Toneladas de peces muertos flotan y se descomponen en el sistema lagunario del sur de Tamaulipas y norte de Veracruz, mientras la pregunta clave sigue sin respuesta: ¿qué está provocando esta crisis ambiental? ¿cuál es la causa de la muerte de miles de peces en el estero y la laguna de Mata de la Monteada, en el municipio de Pánuco, Veracruz?
Hace apenas cinco días se hablaba de decenas o, en el mejor de los casos, cientos de ejemplares sin vida. Hoy, la cifra ha escalado a toneladas de peces en descomposición, con el consecuente riesgo sanitario que esto implica para la población.
Hasta ahora, la respuesta a la contingencia se ha limitado a la recolección de los peces y su disposición en fosas cubiertas con cal. En estas labores participan Comapa Sur, Comapa Altamira y habitantes de la comunidad; sin embargo, la cantidad por retirar sigue siendo indeterminada y rebasa la capacidad de respuesta inmediata.

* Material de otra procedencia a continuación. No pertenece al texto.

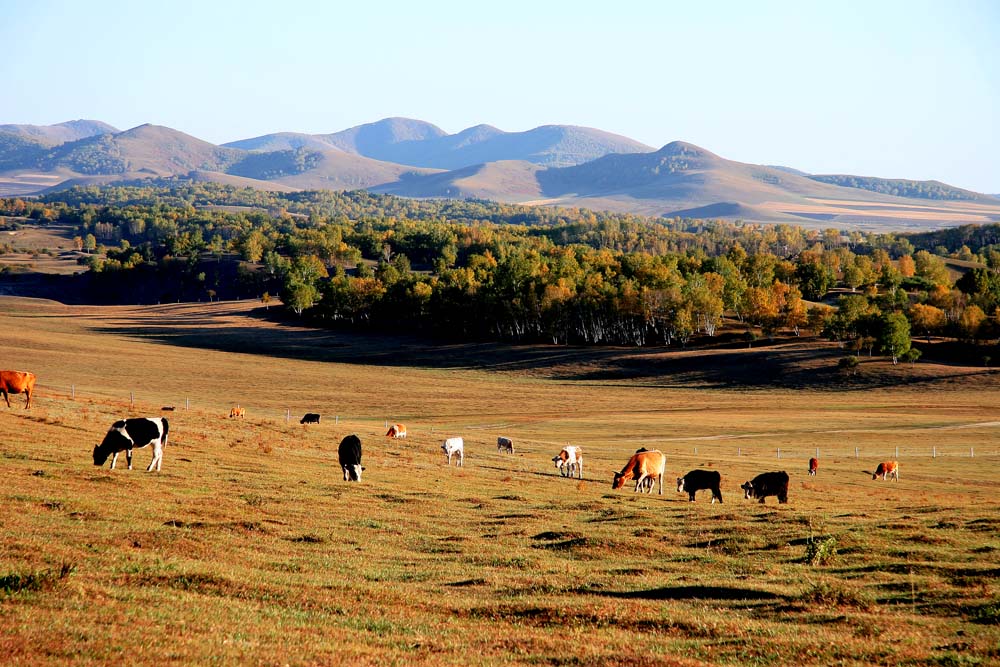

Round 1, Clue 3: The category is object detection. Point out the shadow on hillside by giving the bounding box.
[587,586,782,601]
[88,308,1000,391]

La mortandad —que algunos ya consideran la más grave en décadas— anticipa un impacto severo en la actividad pesquera, con efectos directos en la economía de las familias que dependen de este sistema lagunario.
Entre las posibles causas, especialistas y actores locales señalan un alto gradiente de salinidad en zonas aguas abajo de los diques, particularmente en áreas de agua salobre. No obstante, ninguna autoridad de los tres órdenes de gobierno ha emitido, hasta el momento, un posicionamiento técnico claro que confirme o descarte esta hipótesis.
Cabe recordar que el sistema lagunario del sur de Tamaulipas y norte de Veracruz ha sufrido alteraciones significativas desde la crisis hídrica de 2024. A pesar de que entonces se anunciaron estudios y monitoreos para evaluar sus condiciones, muchos de estos no se han concretado o, al menos, no han sido transparentados.
El área afectada se ubica en una zona crítica: el punto de transición entre las lagunas que reciben influencia de la pleamar a través del río Pánuco y la reserva de agua dulce alimentada por el sistema Guayalejo–Tamesí. Este equilibrio es clave para la vida acuática, y cualquier alteración puede tener consecuencias de gran escala.
Por ello, este hecho exige una investigación a fondo. No es válido —ni ética ni institucionalmente— que las autoridades permitan que la incertidumbre y la especulación ocupen el lugar de la información técnica y oportuna.